Mayor Sheila Dixon's declared challengers haven't made much noise. The worst thing Councilman Keiffer Mitchell has called her is "interim mayor." And the closest we've come to drama is a little will-he-or-won't-he tease from Kweisi Mfume.

All that changes if Norris, who goes after Dixon with gusto on his WHFS radio show, jumps in.

Just imagine the racial politics - Shoeless Sheila against another white guy from outta town.

And the stark choice on crime-fighting strategies: The blunt-spoken, Zero Tolerance commish versus the mayor who, when asked three times at a news conference last week if she favored decriminalizing drugs, declined three times to answer directly.

Dixon and Norris would surely make corruption an issue, though of the two of them, only the law-and-order guy has been busted for anything.

We'd hear all about fishy contracts and steak dinners, Missy Boyer and Misses No. 1-8.

Now that would be interesting.

May 6 and July 2, two busy, busy days

As a convicted felon, Ed Norris can't be a cop.
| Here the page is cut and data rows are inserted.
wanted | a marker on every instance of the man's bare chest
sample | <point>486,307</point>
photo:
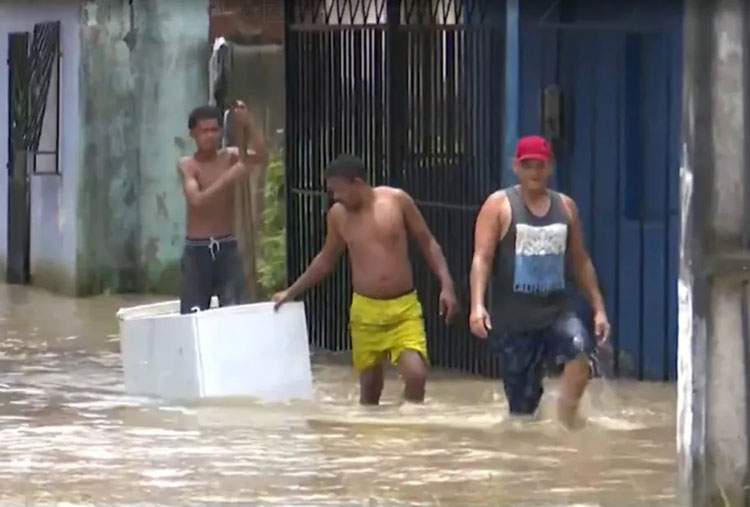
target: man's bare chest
<point>384,229</point>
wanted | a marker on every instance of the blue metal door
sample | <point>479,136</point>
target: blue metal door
<point>617,71</point>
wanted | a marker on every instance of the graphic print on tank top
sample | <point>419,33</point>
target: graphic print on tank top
<point>540,258</point>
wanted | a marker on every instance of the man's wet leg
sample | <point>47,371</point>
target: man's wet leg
<point>371,384</point>
<point>412,368</point>
<point>575,377</point>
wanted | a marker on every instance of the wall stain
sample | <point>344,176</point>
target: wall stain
<point>161,205</point>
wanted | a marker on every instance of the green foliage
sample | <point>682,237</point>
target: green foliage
<point>272,255</point>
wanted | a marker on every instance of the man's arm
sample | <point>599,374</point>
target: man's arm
<point>428,245</point>
<point>583,268</point>
<point>487,233</point>
<point>193,193</point>
<point>325,262</point>
<point>249,135</point>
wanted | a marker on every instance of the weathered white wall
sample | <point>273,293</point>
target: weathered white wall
<point>53,198</point>
<point>712,434</point>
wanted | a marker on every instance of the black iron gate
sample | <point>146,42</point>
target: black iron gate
<point>415,88</point>
<point>29,75</point>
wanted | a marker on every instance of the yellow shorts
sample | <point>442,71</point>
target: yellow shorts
<point>385,328</point>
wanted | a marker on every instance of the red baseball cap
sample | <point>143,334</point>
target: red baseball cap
<point>533,147</point>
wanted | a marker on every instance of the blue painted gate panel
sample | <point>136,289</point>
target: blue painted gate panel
<point>618,156</point>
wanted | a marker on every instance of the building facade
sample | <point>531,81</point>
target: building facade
<point>97,204</point>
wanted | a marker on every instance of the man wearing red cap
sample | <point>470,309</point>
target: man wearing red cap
<point>528,236</point>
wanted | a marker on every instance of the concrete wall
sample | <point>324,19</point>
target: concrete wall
<point>712,435</point>
<point>143,68</point>
<point>53,198</point>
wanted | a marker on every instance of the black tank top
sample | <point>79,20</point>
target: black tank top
<point>529,276</point>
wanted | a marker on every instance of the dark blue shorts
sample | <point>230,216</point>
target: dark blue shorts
<point>525,356</point>
<point>211,267</point>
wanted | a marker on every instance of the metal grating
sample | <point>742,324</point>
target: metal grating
<point>416,90</point>
<point>45,51</point>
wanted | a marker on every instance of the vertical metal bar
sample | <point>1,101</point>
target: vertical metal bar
<point>394,54</point>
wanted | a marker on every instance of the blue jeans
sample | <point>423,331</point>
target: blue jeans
<point>525,355</point>
<point>211,267</point>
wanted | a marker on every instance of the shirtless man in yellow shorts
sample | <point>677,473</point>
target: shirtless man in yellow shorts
<point>385,319</point>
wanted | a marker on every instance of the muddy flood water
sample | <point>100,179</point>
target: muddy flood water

But he could be mayor, the guy the city's top cop reports to.

That is, unless someone wants to make an issue of this provision of the City Charter: "The mayor shall be a person of known integrity, experience and sound judgment."

Would Norris' federal corruption conviction disqualify him on the integrity front? "It would be up to a court to interpret," meaning someone would have to sue, said Ross Goldstein, the state's deputy elections administrator.

There are other obstacles.

Under state law, a mayoral candidate must be a Baltimore resident for six months prior to the Nov. 6 general election. That means Norris, who has been living in the county, would have to move to the city by May 6 - today.

State law also requires that candidates be registered voters. Norris and other felons get the right to re-register July 1. Since that's a Sunday, his first chance will be July 2, which also happens to be the deadline for filing as a candidate.

But it's doable, Goldstein said. "Somebody could do both things on the same day."